When Your Real Estate Website Doesn't Produce Leads

When Your Real Estate Website Doesn't Produce Leads

by Brandon Cornett


"I have a real estate website that I paid a lot of money for, but it doesn't produce and leads for me." This seems to be the number-one concern among real estate agents these days -- a website that doesn't produce any viable leads. Or one that doesn't produce any leads at all. Sometimes the answer is obvious. Other times, it calls for some speculation.

Some websites have such obvious problems that you can spot them at a glance. Maybe there are no lead generation systems in place at all, or perhaps the website doesn't function properly.

But in other cases, it may seem that the website is set up well from a lead generation, but it still does not produce any real estate leads. This is a tougher scenario to evaluate. In this scenario, the lack of leads could simply be a reflection of the real estate market in general. After all, if there's not a lot of real estate activity in your area, you can't expect a steady stream of leads to pour through your website. We are seeing a lot of this right now across the country, and there's not much you can do about it but grin and bear it.
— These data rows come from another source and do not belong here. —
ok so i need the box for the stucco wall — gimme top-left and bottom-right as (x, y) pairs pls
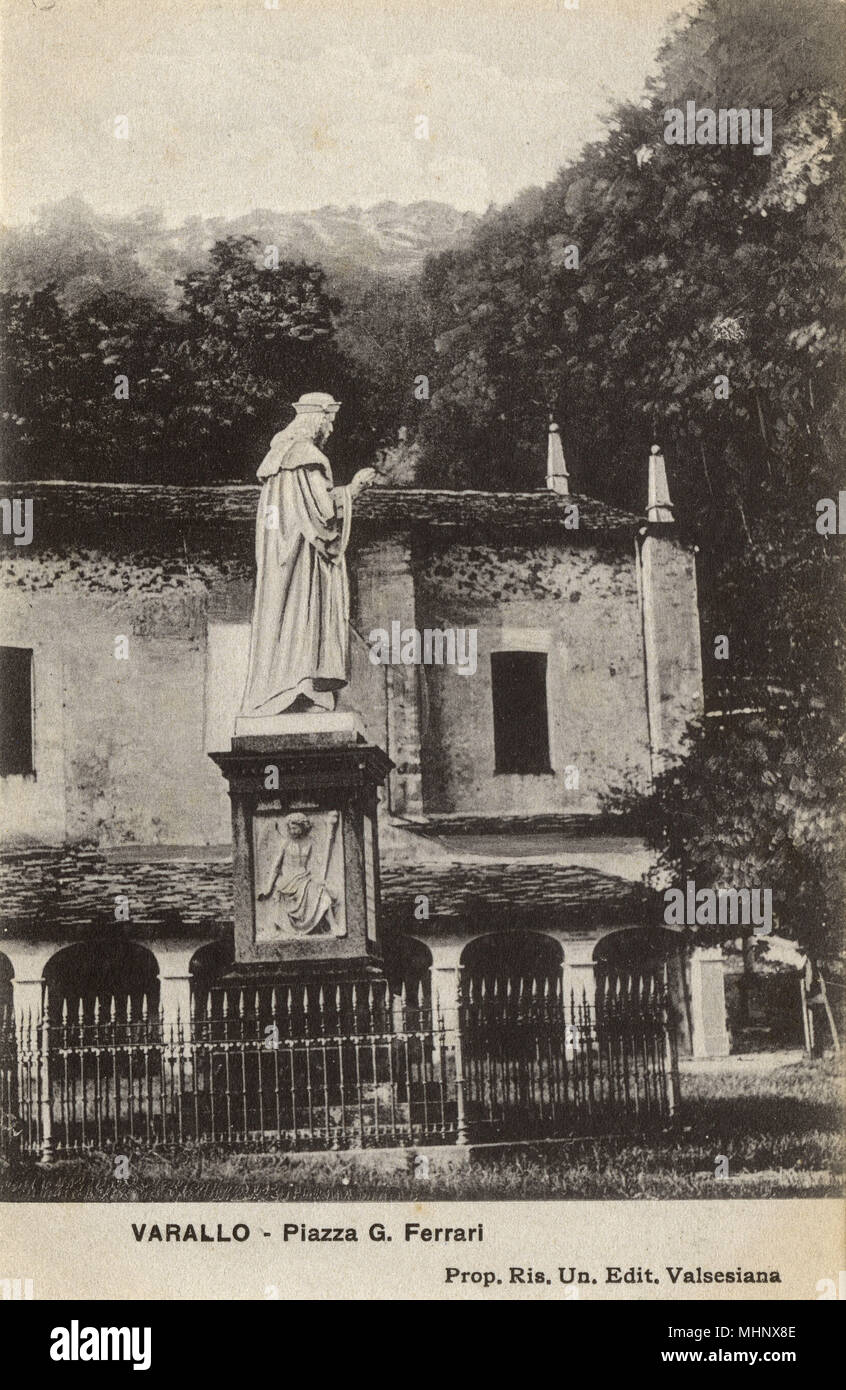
(0, 529), (660, 846)
(0, 561), (230, 847)
(413, 539), (652, 814)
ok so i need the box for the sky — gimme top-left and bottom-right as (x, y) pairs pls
(1, 0), (689, 223)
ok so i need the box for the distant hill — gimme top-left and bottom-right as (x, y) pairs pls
(0, 197), (478, 307)
(209, 201), (478, 279)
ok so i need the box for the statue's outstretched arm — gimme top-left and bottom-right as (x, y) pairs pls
(258, 845), (286, 900)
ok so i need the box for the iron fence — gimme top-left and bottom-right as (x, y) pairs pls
(461, 969), (677, 1138)
(0, 973), (678, 1161)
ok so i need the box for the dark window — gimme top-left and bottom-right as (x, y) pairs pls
(491, 650), (551, 774)
(0, 647), (34, 776)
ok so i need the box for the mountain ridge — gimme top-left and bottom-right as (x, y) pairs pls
(0, 197), (479, 306)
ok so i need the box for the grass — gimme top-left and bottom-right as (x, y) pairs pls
(1, 1056), (842, 1202)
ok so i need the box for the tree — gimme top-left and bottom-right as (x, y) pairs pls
(172, 236), (341, 478)
(1, 236), (368, 484)
(612, 702), (845, 968)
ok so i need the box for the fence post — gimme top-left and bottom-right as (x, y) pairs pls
(39, 991), (53, 1165)
(453, 967), (468, 1145)
(662, 988), (681, 1117)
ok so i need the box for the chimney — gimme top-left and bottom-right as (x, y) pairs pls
(646, 444), (674, 523)
(546, 419), (570, 494)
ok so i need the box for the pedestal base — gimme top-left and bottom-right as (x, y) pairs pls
(233, 711), (366, 743)
(211, 734), (392, 969)
(217, 956), (387, 985)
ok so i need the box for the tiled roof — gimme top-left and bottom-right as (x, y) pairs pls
(394, 812), (641, 837)
(361, 487), (639, 534)
(0, 848), (649, 941)
(0, 481), (640, 560)
(0, 850), (232, 938)
(378, 861), (648, 925)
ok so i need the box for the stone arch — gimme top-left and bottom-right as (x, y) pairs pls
(461, 931), (563, 996)
(593, 926), (678, 997)
(43, 939), (160, 1024)
(457, 934), (566, 1137)
(593, 926), (681, 980)
(593, 926), (688, 1039)
(384, 934), (433, 1010)
(188, 939), (235, 1020)
(38, 941), (164, 1157)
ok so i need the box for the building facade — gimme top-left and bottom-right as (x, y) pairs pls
(0, 464), (730, 1157)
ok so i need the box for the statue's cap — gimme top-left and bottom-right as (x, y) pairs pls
(292, 391), (341, 413)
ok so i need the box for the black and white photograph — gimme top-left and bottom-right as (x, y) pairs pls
(0, 0), (843, 1313)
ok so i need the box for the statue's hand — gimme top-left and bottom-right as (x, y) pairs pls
(349, 467), (377, 498)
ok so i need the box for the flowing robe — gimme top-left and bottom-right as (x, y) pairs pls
(260, 838), (333, 936)
(239, 437), (352, 717)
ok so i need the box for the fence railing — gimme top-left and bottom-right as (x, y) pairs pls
(0, 974), (678, 1161)
(461, 971), (677, 1138)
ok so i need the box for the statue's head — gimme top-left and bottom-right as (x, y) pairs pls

Have You Checked Your Web Stats?

One of the first things I do when "troubleshooting" a nonperforming website is to check the website stats for the last few months. Until you do this, you are operating blindly. Once you've reviewed your stats, you will have one of two scenarios:

* The website is not getting any traffic, and thus no leads.
* The website is getting a good amount of traffic, but no leads.
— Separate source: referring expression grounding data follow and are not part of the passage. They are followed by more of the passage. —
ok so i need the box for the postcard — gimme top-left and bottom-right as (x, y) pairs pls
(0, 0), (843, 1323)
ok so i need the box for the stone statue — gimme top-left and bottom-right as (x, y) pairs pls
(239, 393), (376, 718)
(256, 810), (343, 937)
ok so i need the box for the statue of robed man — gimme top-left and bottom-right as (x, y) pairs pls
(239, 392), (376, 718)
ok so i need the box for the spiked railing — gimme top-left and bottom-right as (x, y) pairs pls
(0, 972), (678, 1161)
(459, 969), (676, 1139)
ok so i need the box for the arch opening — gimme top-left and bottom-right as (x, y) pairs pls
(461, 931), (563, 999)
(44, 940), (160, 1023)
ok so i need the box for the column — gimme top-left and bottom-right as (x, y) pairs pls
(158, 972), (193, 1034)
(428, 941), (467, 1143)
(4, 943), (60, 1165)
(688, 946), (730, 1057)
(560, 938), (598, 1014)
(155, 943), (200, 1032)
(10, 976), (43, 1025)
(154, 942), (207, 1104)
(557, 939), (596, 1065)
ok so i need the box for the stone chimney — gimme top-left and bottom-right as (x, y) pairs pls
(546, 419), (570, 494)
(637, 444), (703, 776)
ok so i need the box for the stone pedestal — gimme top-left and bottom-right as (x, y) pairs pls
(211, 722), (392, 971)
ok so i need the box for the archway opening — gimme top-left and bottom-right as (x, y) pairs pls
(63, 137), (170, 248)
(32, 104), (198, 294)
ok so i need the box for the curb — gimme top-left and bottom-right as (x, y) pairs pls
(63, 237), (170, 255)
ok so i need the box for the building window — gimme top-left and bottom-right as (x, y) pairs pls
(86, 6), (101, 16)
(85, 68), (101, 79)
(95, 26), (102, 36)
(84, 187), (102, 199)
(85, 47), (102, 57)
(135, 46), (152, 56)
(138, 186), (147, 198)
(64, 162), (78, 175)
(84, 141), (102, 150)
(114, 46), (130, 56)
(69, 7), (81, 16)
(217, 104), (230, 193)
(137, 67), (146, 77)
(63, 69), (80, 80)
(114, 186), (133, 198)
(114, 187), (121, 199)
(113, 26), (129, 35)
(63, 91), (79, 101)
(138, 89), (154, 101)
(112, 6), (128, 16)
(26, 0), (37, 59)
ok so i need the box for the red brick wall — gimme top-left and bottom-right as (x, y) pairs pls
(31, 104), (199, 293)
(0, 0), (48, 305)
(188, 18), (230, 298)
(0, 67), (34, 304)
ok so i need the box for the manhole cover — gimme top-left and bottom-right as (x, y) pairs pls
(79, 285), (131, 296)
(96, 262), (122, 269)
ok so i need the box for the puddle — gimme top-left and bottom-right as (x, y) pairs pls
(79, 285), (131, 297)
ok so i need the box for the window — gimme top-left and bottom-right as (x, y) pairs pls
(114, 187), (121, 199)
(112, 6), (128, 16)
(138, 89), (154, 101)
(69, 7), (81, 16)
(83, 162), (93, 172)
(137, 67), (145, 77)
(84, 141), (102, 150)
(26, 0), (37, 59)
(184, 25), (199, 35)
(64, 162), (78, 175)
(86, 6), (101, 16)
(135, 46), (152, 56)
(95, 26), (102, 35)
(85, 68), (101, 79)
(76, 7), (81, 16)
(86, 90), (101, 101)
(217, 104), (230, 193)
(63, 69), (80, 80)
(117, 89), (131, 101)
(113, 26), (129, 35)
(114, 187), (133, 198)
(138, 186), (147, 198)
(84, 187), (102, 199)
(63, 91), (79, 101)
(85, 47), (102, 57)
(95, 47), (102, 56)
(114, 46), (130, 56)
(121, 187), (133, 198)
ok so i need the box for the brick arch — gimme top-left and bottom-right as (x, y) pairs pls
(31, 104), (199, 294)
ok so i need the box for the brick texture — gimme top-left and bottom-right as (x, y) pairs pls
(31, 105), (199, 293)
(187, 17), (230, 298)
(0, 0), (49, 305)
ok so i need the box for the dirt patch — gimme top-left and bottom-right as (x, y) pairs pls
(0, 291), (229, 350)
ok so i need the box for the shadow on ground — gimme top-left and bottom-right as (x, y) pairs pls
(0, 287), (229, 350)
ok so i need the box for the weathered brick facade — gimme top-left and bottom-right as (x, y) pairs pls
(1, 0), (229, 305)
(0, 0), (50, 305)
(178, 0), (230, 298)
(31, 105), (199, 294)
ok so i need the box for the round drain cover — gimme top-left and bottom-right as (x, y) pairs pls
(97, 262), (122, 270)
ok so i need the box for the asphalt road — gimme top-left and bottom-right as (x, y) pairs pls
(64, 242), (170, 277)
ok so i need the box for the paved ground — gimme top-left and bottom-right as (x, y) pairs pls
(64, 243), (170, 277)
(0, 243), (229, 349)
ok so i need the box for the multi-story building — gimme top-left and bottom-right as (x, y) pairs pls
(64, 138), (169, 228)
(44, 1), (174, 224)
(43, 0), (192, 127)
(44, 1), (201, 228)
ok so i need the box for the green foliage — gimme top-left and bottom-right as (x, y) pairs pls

In the first scenario above, you have identified the cause of your lead generation problems. You don't have any traffic! If that's the case, you have no hope of producing real estate leads from the website. So you need to focus on building up your traffic levels through such things as search engine marketing, online PR, article marketing, networking, etc.

Now let's consider the second scenario. If your stats reveal a steady stream of web traffic each day, but the site is not producing any leads, then there is clearly something wrong from a lead generation standpoint. In this kind of scenario, I would troubleshoot the following things first:

Troubleshooting a Nonperforming Real Estate Website

Does the website offer any reason why people should contact the agent, or fill out the form, or whatever the conversion goal is? If not, this needs to be addressed first and foremost.

Are the conversion points easy to find, or is the real estate website in such a messy state that visitors can't find their way around? This is a usability issue, and one of the ways you can spot it is through high percentages of people who hit the home page only to leave right away (without clicking further into the website).

These are the things I would start with when troubleshooting a real estate website with good traffic levels but poor lead generation. Often, it's just a matter of cleaning things up and presenting something of value that people would want.